The characters were informed of the place because they needed to get someplace on an errand for someone else.  They needed to use a portal in the city and had to travel to it using a map they were given that was some what incomplete.  They are a bit cowed by the joint though because they aren't sure they want to be messing around in Limbo.

Re: Weird Fantasy Megadungeon

The city in At the Mountains of Madness looks like a good template for a Weird megadungeon to me.

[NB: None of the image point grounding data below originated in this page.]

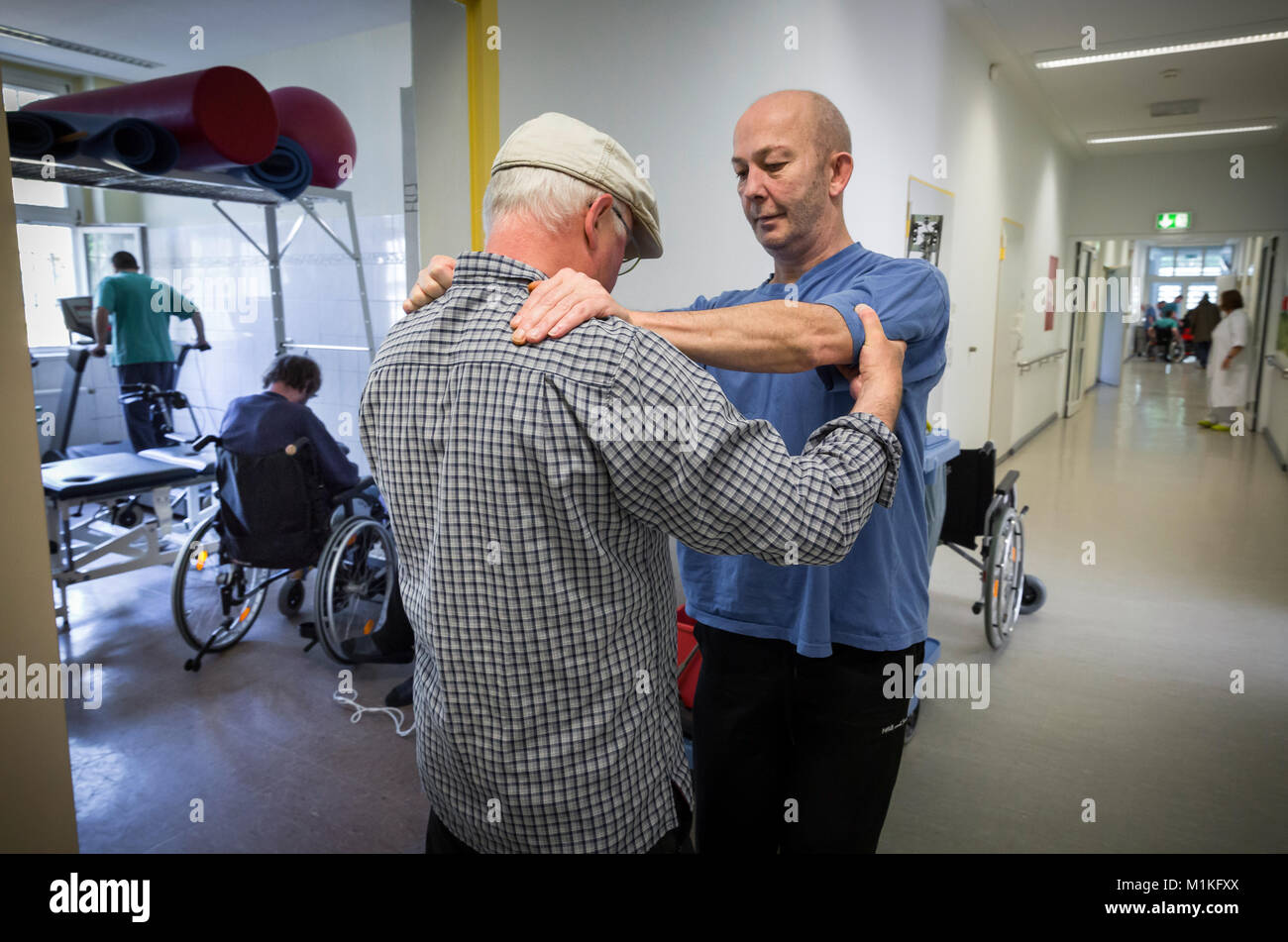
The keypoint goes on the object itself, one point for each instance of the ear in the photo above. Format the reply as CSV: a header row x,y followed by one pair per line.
x,y
603,203
840,167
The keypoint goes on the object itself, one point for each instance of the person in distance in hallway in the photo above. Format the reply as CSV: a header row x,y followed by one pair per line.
x,y
1228,378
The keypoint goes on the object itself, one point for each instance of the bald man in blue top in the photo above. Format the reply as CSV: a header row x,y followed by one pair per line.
x,y
797,745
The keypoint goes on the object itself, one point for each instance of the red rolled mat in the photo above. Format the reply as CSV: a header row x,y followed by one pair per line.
x,y
317,124
219,116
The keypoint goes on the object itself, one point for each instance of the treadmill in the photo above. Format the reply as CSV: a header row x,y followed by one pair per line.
x,y
78,318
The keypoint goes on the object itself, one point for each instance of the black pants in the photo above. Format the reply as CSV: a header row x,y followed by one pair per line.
x,y
780,736
438,839
141,421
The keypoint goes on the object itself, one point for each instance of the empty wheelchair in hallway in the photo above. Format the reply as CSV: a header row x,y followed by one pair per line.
x,y
273,523
980,510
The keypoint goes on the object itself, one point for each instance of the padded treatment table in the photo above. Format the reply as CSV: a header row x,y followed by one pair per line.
x,y
78,542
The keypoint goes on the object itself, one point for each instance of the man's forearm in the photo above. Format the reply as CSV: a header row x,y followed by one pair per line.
x,y
763,338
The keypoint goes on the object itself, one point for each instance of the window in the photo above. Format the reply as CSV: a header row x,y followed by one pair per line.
x,y
1194,292
1185,262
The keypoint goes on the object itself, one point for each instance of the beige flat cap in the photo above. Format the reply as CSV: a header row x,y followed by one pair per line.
x,y
563,143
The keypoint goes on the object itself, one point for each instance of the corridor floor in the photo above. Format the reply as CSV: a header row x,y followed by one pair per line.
x,y
1119,691
1120,688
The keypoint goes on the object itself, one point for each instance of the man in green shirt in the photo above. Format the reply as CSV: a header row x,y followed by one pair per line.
x,y
140,309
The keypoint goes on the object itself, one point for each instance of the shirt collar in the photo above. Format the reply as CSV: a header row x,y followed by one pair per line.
x,y
473,267
853,254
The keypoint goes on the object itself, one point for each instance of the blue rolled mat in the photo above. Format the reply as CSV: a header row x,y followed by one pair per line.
x,y
35,136
287,170
124,142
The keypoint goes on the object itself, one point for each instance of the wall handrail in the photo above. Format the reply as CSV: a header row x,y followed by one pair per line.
x,y
1028,365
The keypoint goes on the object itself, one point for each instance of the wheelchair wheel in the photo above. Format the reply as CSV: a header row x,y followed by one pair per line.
x,y
1004,576
290,597
355,576
1034,594
209,593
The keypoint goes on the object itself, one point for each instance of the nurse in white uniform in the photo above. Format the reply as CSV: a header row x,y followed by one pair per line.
x,y
1228,369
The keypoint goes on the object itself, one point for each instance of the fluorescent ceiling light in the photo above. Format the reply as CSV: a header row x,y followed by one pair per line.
x,y
1160,136
40,39
1160,51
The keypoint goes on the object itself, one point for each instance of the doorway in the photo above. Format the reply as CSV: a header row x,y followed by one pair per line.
x,y
1085,257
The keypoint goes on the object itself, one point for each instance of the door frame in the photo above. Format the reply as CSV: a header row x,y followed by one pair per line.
x,y
1083,257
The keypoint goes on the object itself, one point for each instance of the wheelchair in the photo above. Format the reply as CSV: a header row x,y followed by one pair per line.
x,y
1171,348
271,524
978,508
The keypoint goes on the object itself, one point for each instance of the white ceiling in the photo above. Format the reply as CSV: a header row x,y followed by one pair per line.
x,y
159,30
1232,84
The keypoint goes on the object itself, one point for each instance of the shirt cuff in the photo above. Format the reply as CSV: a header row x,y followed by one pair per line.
x,y
875,429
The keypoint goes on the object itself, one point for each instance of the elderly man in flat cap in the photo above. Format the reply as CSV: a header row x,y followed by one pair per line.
x,y
532,488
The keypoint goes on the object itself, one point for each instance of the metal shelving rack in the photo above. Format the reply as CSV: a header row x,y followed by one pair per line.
x,y
84,171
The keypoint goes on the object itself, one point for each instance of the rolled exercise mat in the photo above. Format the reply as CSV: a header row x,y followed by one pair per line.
x,y
220,116
287,170
35,136
317,125
129,143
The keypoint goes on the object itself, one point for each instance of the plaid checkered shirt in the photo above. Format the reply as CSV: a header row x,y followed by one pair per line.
x,y
532,489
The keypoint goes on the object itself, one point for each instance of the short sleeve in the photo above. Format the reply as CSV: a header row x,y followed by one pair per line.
x,y
106,295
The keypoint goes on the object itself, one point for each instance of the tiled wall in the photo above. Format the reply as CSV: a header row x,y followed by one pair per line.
x,y
320,291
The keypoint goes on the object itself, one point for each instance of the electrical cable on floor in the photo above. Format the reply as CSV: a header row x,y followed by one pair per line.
x,y
360,709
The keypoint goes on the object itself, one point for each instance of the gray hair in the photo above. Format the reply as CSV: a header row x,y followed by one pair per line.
x,y
544,197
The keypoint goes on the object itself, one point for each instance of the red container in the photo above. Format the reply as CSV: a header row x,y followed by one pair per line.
x,y
688,657
219,116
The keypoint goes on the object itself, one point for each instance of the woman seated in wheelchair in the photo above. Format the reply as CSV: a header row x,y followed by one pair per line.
x,y
269,421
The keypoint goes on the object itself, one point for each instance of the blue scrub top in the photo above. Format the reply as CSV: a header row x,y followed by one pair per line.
x,y
877,597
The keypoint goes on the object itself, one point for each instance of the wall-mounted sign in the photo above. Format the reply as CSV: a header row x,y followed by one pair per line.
x,y
1172,220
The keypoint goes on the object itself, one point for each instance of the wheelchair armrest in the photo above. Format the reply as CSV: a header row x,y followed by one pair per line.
x,y
1008,484
355,491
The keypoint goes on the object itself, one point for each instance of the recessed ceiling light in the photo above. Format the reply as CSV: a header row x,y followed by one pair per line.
x,y
1063,60
1160,136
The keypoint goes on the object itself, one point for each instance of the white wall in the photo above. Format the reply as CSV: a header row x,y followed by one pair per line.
x,y
362,73
670,80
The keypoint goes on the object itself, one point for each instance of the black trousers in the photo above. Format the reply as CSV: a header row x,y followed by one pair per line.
x,y
794,754
142,424
438,839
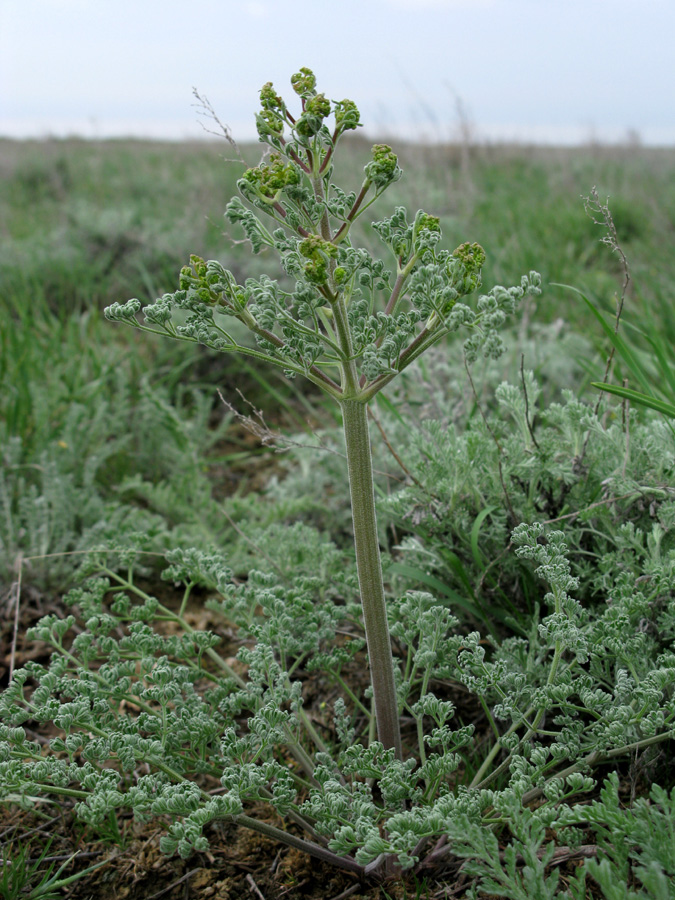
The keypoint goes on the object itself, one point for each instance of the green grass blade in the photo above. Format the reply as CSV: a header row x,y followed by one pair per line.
x,y
668,409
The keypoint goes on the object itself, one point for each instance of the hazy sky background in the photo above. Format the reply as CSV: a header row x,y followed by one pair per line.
x,y
548,70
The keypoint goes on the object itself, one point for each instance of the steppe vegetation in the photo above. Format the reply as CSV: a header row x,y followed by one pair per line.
x,y
181,602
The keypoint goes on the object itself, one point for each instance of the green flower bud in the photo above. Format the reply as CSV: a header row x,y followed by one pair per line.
x,y
472,258
318,106
269,99
271,178
347,115
313,246
304,82
383,169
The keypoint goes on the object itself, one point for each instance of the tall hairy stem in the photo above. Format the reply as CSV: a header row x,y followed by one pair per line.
x,y
369,567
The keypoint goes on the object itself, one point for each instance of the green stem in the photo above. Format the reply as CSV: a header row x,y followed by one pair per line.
x,y
369,567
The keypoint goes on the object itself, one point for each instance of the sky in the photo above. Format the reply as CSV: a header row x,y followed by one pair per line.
x,y
545,71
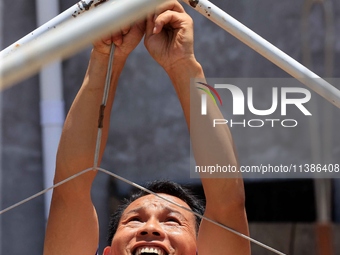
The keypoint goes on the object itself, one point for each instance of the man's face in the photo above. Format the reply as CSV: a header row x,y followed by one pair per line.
x,y
150,225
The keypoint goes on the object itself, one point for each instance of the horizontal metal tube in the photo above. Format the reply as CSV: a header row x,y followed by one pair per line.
x,y
71,13
266,49
73,37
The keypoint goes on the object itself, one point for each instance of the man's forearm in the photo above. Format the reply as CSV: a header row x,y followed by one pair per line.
x,y
78,141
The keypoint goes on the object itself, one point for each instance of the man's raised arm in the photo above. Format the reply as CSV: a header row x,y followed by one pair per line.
x,y
172,48
73,225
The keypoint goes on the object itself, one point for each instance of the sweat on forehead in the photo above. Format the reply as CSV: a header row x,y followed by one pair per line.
x,y
152,203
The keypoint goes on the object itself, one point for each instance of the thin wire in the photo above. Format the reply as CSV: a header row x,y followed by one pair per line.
x,y
95,167
102,107
45,190
189,210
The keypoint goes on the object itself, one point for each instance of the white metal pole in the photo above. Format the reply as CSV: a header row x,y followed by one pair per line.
x,y
73,37
267,50
51,104
71,13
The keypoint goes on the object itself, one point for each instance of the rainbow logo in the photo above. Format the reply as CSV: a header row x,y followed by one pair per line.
x,y
208,91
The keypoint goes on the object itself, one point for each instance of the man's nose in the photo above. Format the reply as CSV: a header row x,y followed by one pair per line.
x,y
151,228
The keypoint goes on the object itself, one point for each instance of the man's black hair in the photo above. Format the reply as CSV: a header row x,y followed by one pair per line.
x,y
166,187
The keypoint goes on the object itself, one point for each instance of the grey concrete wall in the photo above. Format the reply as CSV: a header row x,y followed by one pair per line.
x,y
148,136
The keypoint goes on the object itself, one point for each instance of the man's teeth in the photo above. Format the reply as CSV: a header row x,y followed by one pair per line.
x,y
149,250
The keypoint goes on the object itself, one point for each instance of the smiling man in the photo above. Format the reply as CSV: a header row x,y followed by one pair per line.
x,y
147,224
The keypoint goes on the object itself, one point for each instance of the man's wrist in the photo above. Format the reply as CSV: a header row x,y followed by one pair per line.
x,y
187,69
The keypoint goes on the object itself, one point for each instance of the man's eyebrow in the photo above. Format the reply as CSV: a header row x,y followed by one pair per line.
x,y
166,208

But Moria still works too. Dwarfs got greedy and went too deep, unleashing that which neither man nor dwarf was meant to know. The only thing that makes Middle-Earth not very Weird as such is the whole Good vs Evil thing. Sauron as a Lovecraftian entity could work if it didn't care about, or was oblivious to, the movements and machinations of the races that walked the earth. I think the concept of the Eye of Sauron becomes even more terrifying if you don't know, could never know, what it was looking for. Take away all motivations of Sauron and it's just this destructive *thing*. You can treat the balrog the same way.

And who wouldn't want the Colour Out of Space to descend upon the Shire?

(not that Lovecraft's ideas are a Weird monopoly, nor Tolkien a monopoly on straight fantasy, but I've just got them on the brain and they are the common touchstones and the concepts would be more easily communicated than, say, suggesting that one mix Poe and Anne McCaffrey... certainly the various beasties of Middle-Earth like Shelob and the tree in the old forest can fit a Lovecraftian vibe, it's just things like Gandalf, the ents and, as always, Bombadil that go against the idea)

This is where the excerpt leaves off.